This document is currently submitted to the CEN Enquiry.
This document will supersede CEN/TS 17770:2022.
Compared to the previous edition, prEN 17770:2026 includes the following significant technical changes:
— the CEN Technical Specification has been adopted as a European Standard;
 Scope (Clause 1) updated including clarification on fertilizing product blends;
 normative references to the digestion and reference to dry matter content determination added;
 terms and definitions revised;
 Clause 6 (Reagents) widened to include information about measures avoiding contamination by
boron;
 Clause 9 (Calculation and expression of the results) modified with the change of the Formula;
 test report revised;
 Clause 10 (Precision) added;
 Annex A (Results of the inter-laboratory study) added;
 Bibliography revised.
This document has been prepared under a Standardization Request addressed to CEN by the European
Commission.

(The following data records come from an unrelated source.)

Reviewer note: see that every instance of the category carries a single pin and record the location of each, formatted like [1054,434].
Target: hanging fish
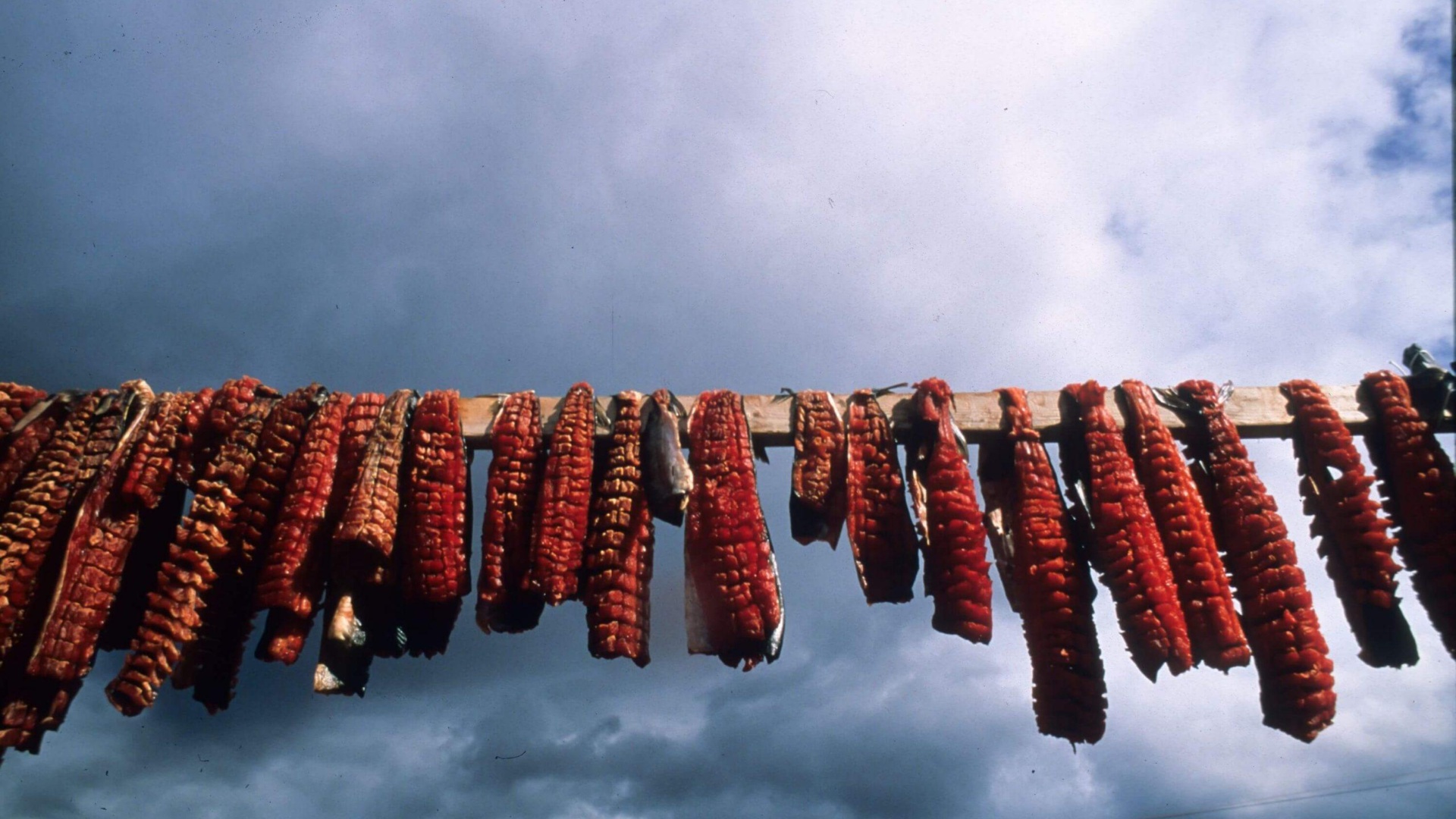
[664,468]
[734,602]
[817,500]
[951,532]
[881,535]
[1348,526]
[1125,544]
[1296,675]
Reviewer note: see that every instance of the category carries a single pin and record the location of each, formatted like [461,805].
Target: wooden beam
[1260,411]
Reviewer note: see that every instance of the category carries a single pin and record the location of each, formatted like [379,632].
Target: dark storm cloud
[509,199]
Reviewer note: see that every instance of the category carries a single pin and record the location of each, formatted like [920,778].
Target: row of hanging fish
[356,512]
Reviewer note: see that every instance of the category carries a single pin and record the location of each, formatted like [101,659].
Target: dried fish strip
[1125,547]
[89,573]
[290,580]
[664,468]
[1420,496]
[344,653]
[563,507]
[951,532]
[1187,534]
[881,535]
[734,602]
[60,642]
[1347,523]
[436,526]
[36,510]
[1052,582]
[153,460]
[513,484]
[28,438]
[364,541]
[228,618]
[618,557]
[15,401]
[187,575]
[817,500]
[1296,675]
[193,438]
[33,703]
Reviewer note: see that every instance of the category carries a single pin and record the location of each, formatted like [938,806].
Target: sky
[501,197]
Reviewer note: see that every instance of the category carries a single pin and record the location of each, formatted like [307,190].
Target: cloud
[826,196]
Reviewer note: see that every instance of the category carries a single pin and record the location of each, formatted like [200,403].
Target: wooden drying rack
[1260,413]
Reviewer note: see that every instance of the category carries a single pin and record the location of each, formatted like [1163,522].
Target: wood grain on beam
[1260,411]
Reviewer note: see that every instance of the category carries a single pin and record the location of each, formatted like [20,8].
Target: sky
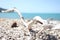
[32,6]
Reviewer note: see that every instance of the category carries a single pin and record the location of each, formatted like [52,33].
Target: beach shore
[13,29]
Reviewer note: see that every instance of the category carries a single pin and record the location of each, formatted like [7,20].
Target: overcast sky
[33,6]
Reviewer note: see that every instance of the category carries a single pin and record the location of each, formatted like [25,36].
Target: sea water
[14,15]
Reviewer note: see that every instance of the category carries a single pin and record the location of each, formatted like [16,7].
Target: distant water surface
[14,15]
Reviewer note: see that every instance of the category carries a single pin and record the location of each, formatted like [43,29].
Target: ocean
[14,15]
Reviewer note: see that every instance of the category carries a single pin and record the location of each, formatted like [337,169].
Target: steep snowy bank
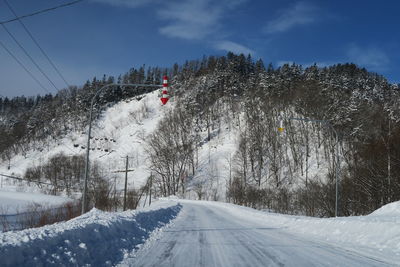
[97,238]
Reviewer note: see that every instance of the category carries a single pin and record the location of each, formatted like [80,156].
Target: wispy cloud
[233,47]
[194,20]
[372,57]
[301,13]
[127,3]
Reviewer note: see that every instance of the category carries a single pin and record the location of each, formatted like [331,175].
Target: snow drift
[95,239]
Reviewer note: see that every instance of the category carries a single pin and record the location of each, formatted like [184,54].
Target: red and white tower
[164,93]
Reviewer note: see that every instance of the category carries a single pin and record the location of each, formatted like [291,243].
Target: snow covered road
[207,235]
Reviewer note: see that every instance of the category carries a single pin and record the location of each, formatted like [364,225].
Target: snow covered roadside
[95,239]
[377,234]
[17,202]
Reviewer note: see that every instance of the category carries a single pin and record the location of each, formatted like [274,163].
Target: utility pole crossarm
[84,200]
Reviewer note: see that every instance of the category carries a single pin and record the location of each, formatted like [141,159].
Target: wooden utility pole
[126,179]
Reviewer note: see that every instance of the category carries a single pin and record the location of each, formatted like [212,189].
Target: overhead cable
[40,11]
[22,65]
[29,56]
[37,44]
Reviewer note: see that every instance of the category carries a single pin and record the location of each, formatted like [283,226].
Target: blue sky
[97,37]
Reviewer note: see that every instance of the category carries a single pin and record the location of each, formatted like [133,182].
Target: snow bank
[17,202]
[378,232]
[94,239]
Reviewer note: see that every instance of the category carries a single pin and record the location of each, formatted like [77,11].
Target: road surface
[206,235]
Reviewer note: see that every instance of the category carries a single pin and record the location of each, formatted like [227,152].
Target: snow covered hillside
[202,233]
[119,132]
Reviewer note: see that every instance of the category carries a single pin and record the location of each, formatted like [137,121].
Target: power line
[29,56]
[22,65]
[37,44]
[41,11]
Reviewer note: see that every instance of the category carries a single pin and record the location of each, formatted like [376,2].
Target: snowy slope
[118,132]
[17,202]
[94,239]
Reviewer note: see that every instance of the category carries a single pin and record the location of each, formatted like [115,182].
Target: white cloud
[191,19]
[127,3]
[198,20]
[233,47]
[301,13]
[194,19]
[368,57]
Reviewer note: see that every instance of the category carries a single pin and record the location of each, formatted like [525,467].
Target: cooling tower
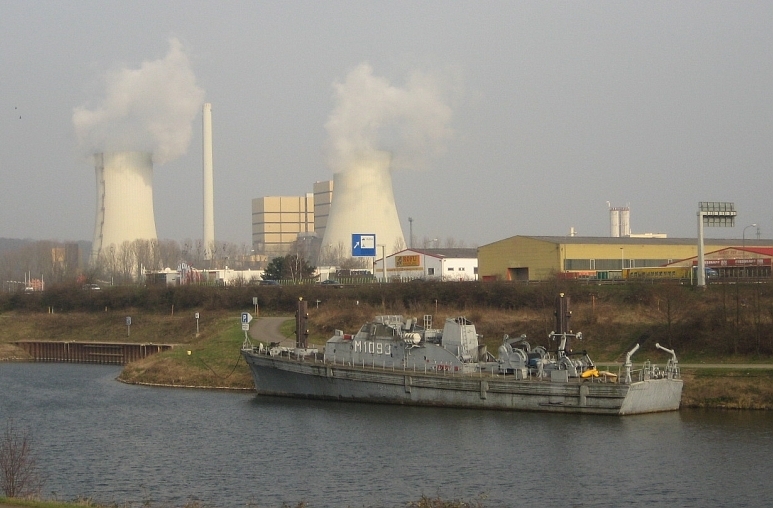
[209,181]
[363,203]
[124,199]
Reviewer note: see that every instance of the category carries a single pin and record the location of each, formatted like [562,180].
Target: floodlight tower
[712,213]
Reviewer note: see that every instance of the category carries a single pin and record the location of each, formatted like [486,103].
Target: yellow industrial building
[524,258]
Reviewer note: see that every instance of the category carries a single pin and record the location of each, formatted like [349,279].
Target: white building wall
[410,264]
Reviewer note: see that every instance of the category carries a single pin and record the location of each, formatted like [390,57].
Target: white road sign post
[246,318]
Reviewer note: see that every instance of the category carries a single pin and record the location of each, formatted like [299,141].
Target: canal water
[101,439]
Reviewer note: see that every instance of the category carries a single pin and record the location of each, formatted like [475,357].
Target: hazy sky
[555,109]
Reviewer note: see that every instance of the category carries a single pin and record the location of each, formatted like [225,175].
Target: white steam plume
[147,109]
[373,116]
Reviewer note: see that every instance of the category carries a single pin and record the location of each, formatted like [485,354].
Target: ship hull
[282,376]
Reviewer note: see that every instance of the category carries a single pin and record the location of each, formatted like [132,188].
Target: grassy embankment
[214,360]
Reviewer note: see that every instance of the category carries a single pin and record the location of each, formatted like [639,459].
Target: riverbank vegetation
[727,323]
[422,502]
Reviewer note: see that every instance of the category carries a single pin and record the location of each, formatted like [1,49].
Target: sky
[548,110]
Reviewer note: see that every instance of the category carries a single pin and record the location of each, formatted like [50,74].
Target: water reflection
[114,442]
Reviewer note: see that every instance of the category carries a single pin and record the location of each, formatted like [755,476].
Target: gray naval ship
[397,360]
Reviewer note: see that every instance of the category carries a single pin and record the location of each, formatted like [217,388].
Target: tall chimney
[209,182]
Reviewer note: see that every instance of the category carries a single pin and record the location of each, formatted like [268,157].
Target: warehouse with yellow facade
[524,258]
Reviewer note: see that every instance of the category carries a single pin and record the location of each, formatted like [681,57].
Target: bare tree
[19,471]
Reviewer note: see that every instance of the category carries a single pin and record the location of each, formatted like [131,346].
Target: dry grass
[733,389]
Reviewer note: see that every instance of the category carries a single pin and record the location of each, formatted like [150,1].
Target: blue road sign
[363,245]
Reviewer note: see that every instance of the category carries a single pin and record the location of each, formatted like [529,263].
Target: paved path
[266,329]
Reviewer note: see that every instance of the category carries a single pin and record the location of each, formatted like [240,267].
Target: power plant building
[525,258]
[278,221]
[323,197]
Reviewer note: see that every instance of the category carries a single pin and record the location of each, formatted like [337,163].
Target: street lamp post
[410,239]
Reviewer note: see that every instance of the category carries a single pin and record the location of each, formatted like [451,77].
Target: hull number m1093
[374,348]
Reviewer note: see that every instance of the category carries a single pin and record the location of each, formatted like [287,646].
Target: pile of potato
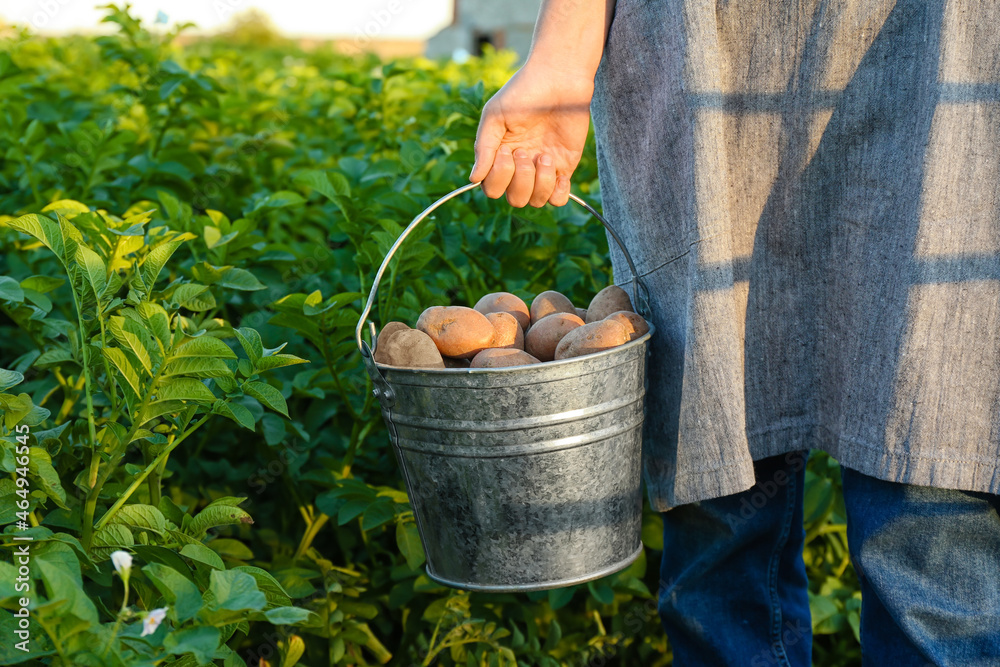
[501,331]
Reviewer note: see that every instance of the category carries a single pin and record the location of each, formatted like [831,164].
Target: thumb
[488,139]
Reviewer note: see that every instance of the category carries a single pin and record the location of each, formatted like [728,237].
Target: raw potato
[499,357]
[609,300]
[457,331]
[508,331]
[411,349]
[634,323]
[505,302]
[548,303]
[590,338]
[383,338]
[543,336]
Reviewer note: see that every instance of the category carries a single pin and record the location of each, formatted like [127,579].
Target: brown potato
[508,331]
[590,338]
[505,302]
[383,337]
[455,363]
[411,349]
[457,331]
[609,300]
[634,323]
[543,336]
[550,302]
[502,357]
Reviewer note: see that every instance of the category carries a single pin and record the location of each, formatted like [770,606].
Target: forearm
[569,36]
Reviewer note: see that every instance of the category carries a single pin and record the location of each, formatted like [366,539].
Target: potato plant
[186,234]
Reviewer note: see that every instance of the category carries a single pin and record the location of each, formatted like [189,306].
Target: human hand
[531,137]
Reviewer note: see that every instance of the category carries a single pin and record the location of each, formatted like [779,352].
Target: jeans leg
[929,564]
[733,590]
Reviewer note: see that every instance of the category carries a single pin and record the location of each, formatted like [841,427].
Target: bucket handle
[640,295]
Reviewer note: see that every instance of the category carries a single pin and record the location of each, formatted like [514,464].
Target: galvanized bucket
[521,478]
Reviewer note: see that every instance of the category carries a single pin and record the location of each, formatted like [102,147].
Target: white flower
[152,621]
[122,560]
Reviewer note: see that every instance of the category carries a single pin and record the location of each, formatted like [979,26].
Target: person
[811,192]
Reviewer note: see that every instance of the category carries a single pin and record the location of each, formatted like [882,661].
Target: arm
[532,132]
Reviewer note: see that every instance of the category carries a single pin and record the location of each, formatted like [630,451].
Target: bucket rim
[640,341]
[539,586]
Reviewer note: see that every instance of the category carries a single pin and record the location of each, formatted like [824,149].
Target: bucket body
[524,478]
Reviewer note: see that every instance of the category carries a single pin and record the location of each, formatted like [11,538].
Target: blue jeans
[734,588]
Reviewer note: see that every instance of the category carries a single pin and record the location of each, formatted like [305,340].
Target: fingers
[499,177]
[488,137]
[545,180]
[560,196]
[523,182]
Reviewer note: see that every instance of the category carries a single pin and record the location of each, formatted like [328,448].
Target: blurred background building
[476,23]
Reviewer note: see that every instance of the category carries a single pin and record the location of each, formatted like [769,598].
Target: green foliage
[172,211]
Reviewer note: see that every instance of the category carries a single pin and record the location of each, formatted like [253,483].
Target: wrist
[562,72]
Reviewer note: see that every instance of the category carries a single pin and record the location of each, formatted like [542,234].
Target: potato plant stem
[162,456]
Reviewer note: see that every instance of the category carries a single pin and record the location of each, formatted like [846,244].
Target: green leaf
[601,592]
[114,535]
[240,279]
[10,290]
[67,207]
[250,340]
[192,296]
[202,554]
[379,513]
[183,389]
[232,549]
[288,615]
[156,320]
[275,593]
[281,199]
[560,597]
[279,361]
[60,585]
[134,338]
[94,269]
[202,367]
[46,477]
[235,591]
[183,596]
[154,262]
[9,379]
[204,346]
[200,641]
[320,182]
[217,515]
[141,517]
[50,233]
[42,284]
[267,395]
[408,541]
[124,367]
[236,412]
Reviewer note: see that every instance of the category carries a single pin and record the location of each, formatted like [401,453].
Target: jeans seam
[777,644]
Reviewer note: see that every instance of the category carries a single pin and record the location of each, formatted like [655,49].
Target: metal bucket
[521,478]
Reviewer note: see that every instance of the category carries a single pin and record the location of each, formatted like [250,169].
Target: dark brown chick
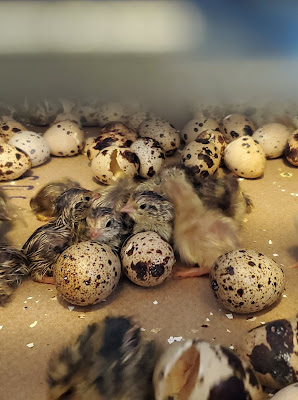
[108,361]
[13,268]
[43,203]
[47,242]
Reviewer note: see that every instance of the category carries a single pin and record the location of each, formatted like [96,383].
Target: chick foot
[194,272]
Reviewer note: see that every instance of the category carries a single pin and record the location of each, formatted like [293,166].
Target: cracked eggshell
[272,351]
[113,163]
[245,157]
[33,145]
[234,126]
[245,281]
[200,370]
[9,127]
[151,156]
[272,138]
[162,131]
[13,163]
[65,138]
[87,273]
[292,148]
[147,259]
[194,127]
[202,156]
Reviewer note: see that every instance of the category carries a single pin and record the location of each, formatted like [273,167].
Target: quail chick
[108,361]
[43,203]
[13,267]
[200,234]
[47,242]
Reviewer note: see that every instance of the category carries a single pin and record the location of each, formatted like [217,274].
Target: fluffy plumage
[13,267]
[108,361]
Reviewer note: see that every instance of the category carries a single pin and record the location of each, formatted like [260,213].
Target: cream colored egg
[113,163]
[162,131]
[33,145]
[198,370]
[202,156]
[147,259]
[194,127]
[245,281]
[272,138]
[13,162]
[234,126]
[151,156]
[87,273]
[65,138]
[245,157]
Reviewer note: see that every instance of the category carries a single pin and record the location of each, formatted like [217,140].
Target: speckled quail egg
[288,393]
[109,112]
[194,127]
[162,131]
[9,127]
[246,281]
[245,157]
[198,370]
[113,163]
[13,162]
[292,148]
[272,351]
[151,156]
[147,259]
[87,273]
[235,125]
[202,156]
[65,138]
[33,145]
[272,138]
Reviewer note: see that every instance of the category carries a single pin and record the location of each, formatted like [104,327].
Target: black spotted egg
[246,281]
[147,259]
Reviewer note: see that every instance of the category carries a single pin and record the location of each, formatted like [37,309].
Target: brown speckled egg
[272,351]
[147,259]
[246,281]
[236,125]
[194,127]
[87,273]
[202,156]
[198,370]
[13,162]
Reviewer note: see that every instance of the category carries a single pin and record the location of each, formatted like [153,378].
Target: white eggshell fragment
[151,156]
[272,138]
[198,370]
[288,393]
[234,126]
[202,156]
[163,132]
[33,145]
[87,273]
[13,163]
[147,259]
[9,127]
[245,281]
[65,138]
[292,148]
[194,127]
[245,157]
[113,163]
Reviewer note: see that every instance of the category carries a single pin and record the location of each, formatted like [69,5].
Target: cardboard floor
[35,322]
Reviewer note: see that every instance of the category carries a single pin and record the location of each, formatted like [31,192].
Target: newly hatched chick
[109,361]
[13,267]
[201,235]
[47,242]
[43,203]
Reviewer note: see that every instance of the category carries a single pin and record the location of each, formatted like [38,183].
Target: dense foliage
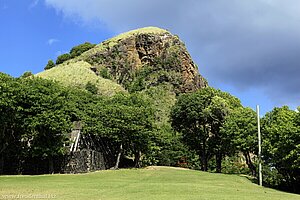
[199,117]
[207,129]
[281,147]
[49,65]
[74,52]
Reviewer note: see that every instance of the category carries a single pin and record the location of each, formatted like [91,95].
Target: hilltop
[132,61]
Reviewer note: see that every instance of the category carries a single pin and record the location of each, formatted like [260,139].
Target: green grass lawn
[152,183]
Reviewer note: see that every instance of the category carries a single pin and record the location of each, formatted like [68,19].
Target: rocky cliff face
[143,58]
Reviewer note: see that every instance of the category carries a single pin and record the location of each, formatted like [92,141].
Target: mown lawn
[153,183]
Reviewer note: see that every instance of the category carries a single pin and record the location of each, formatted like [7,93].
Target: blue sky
[248,48]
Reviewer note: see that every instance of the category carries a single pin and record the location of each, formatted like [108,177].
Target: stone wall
[84,161]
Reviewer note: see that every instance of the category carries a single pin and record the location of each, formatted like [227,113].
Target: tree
[45,118]
[240,128]
[10,137]
[92,88]
[49,65]
[62,58]
[78,50]
[199,117]
[26,74]
[125,119]
[281,144]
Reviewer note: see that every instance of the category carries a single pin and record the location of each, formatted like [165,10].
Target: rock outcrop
[143,58]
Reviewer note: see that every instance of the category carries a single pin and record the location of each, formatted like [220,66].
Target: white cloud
[244,43]
[33,4]
[52,41]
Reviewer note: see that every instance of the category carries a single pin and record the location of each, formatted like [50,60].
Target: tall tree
[199,116]
[240,128]
[281,144]
[125,119]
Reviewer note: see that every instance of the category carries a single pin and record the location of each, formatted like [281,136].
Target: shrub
[92,88]
[49,65]
[78,50]
[26,74]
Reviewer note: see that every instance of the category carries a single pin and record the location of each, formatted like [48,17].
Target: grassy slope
[76,72]
[156,183]
[113,41]
[79,74]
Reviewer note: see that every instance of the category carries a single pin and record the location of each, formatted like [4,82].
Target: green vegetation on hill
[154,183]
[79,74]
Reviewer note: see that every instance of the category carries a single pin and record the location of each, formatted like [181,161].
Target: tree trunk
[203,158]
[219,162]
[249,163]
[1,163]
[137,158]
[118,157]
[51,165]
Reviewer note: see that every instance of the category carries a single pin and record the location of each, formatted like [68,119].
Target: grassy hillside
[79,74]
[152,183]
[113,41]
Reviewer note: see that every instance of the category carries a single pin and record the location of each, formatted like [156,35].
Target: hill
[152,183]
[134,61]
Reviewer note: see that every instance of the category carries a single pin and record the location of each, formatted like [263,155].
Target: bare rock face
[146,57]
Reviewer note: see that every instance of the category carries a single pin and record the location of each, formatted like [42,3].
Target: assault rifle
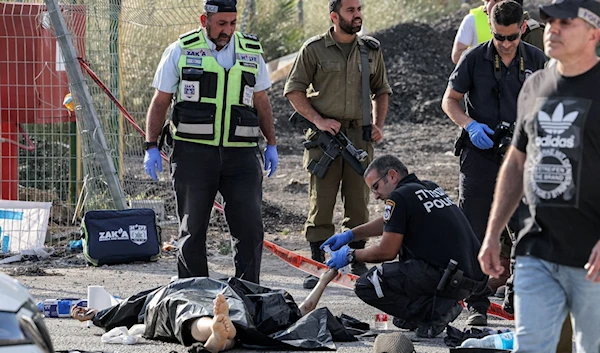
[332,146]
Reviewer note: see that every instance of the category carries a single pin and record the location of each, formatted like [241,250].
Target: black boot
[318,255]
[358,268]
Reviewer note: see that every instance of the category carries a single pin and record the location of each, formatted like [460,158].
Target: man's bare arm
[509,190]
[265,116]
[457,50]
[380,109]
[157,113]
[451,106]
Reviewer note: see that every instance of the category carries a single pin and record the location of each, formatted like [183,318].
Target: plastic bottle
[499,341]
[5,243]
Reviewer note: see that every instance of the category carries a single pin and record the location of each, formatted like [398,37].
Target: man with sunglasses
[216,80]
[554,161]
[532,31]
[489,78]
[426,229]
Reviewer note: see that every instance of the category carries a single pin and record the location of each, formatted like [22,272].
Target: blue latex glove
[152,161]
[339,259]
[271,159]
[336,241]
[478,133]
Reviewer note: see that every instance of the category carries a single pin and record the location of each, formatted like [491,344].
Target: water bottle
[500,341]
[5,243]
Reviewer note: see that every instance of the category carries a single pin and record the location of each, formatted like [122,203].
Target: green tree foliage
[277,27]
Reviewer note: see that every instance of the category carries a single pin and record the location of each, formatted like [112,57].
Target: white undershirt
[166,78]
[467,32]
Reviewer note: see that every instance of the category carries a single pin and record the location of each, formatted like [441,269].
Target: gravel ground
[124,280]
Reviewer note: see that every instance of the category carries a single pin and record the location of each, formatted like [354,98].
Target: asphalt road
[124,280]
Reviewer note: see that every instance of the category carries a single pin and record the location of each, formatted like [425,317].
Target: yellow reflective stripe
[201,129]
[247,131]
[482,27]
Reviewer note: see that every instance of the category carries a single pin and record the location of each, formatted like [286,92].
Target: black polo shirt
[434,228]
[474,77]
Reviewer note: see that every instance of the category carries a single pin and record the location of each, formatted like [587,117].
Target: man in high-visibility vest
[217,80]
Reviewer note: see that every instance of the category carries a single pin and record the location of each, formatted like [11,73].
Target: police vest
[214,106]
[482,27]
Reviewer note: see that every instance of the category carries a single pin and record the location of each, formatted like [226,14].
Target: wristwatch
[149,145]
[350,257]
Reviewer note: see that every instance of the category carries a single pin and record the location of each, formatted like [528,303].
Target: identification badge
[248,98]
[190,91]
[388,210]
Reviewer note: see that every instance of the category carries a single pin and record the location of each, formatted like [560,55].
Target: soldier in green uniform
[324,86]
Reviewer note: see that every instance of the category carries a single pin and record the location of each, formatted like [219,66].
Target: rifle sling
[365,73]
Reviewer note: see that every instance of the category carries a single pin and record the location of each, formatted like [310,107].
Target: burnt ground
[417,57]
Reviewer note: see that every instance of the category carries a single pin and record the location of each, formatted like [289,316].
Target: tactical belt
[459,281]
[350,124]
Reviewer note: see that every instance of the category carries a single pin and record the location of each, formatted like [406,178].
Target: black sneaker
[477,317]
[310,282]
[358,269]
[403,324]
[433,329]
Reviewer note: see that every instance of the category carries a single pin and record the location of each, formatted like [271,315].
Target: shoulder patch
[388,210]
[189,38]
[193,31]
[250,36]
[371,42]
[313,39]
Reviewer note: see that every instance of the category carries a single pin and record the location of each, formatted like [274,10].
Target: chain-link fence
[48,154]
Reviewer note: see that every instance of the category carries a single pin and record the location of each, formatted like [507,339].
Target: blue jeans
[544,293]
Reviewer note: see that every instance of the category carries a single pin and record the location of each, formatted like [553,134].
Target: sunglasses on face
[509,38]
[375,185]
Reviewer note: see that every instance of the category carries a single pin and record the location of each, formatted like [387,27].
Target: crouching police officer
[422,225]
[219,78]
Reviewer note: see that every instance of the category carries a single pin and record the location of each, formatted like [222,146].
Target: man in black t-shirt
[555,163]
[422,225]
[489,78]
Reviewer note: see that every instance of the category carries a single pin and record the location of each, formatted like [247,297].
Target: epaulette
[533,24]
[371,42]
[250,37]
[313,39]
[189,38]
[188,33]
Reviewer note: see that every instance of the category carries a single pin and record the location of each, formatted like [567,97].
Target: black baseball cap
[587,10]
[213,6]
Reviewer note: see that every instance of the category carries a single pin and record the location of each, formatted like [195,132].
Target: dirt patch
[30,270]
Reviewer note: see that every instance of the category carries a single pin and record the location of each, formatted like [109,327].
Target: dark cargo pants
[323,192]
[407,290]
[198,172]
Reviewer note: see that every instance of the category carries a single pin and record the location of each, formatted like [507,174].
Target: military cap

The Standing Committee of the EFTA States subsequently approves these requests for its
Member States.
Introduction
An EU fertilizing product consists solely of component materials complying with the requirements for
one or more of the component material categories (CMCs), as specified in the Regulation (EU) 2019/1009
[1]. This regulation lays down the rules on the making available on the market of EU fertilizing products
and the specific safety and quality requirements for the CMCs.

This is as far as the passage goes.